A mãe que busca seu filho embaixo de 18 toneladas de escombros há 15 anos
Quando Rubiela Tejada pensa em seu filho desaparecido, lembra de uma montanha de escombros e do barulho de retroescavadora arando a terra.
"Se precisar, vou escavar eu mesma, com as minhas mãos", diz.
Para chegar à casa de Rubiela, é preciso passar pelas montanhas do noroeste de Medellín, a segunda maior cidade de Colômbia, para então subir durante mais 30 minutos até quase o topo, no bairro Bello Oriente.
Sua casa é uma construção de tijolos sem reboco, uma sala pequena com móveis antigos, porém em tamanha ordem e simetria que os girassóis artificiais que enfeitam a sala parecem vivos e os quadros com fotos de seus filhos, milimetricamente alinhados sobre a mesa, têm vidros lustrados, brilhantes.
As datas que aparecem sobre as fotos também têm uma estranha simetria. John Alexander desapareceu dia 21 de agosto de 2002 na Zona 13. Jonathan foi assassinado dia 21 de agosto de 2011 ao voltar do trabalho na Zona 13.
E Rubiela segue lutando há 15 anos para tirar seu filho de onde acredita que o levaram: uma coluna de 18 toneladas de lixos e escombros.
Caminho ao bairro
A Zona 13 é um enorme conglomerado de bairros no oeste de Medellín que, desde 1995 e durante mais de uma década, foi o epicentro de longas batalhas urbanas entre as milícias armadas da guerrilha e os comandos paramilitares de extrema direita pelo controle das zonas mais populares da cidade.
Segundo a prefeitura, cerca de 2 mil pessoas morreram em meio aos confrontos, mas ninguém sabe ao certo o número de desaparecidos. Um deles é o filho de Rubiela.
"Nesse dia, estávamos comendo com meus filhos que haviam recém chegado da escola, eu me levantei na cozinha e um dos homens com o rosto coberto entrou na casa e o levou enquanto eu lavava o prato. Ele tinha 17 anos. Eu não pude fazer nada", conta.

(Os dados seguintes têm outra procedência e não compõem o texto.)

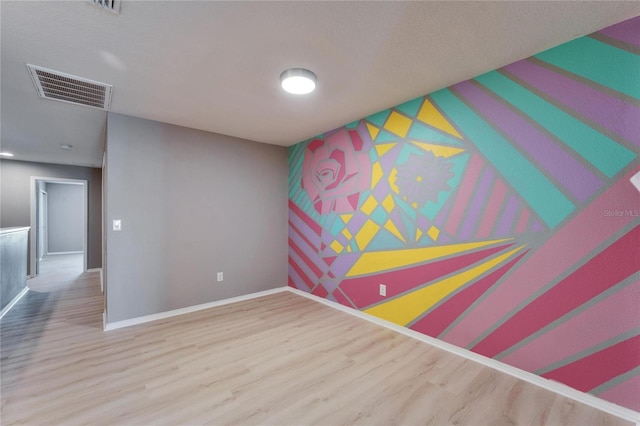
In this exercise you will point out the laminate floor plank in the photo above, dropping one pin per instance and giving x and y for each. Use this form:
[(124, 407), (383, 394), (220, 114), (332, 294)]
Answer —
[(279, 360)]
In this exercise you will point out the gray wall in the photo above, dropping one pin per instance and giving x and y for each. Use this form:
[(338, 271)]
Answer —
[(13, 264), (192, 204), (15, 177), (65, 214)]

Quando saiu à rua para ver o que se passava, era como se o mundo houvesse acabado: não havia nada.
"E até agora não voltou, nem vivo nem morto", disse, fumando o último trago de um cigarro.
Rubiela operou o joelho esquerdo, que está todo inchado. Ela tem dificuldade para se movimentar e por isso prefere ficar em sua varanda.
E fuma. "É a única coisa que não podem tirar de mim".
Da varanda improvisada sobre cimento e escadas, é possível ver ao longe os fracos raios de luz que chegam a partir do bairro destruído pela violência onde perdeu seus filhos. Na montanha à frente está a Zona 13.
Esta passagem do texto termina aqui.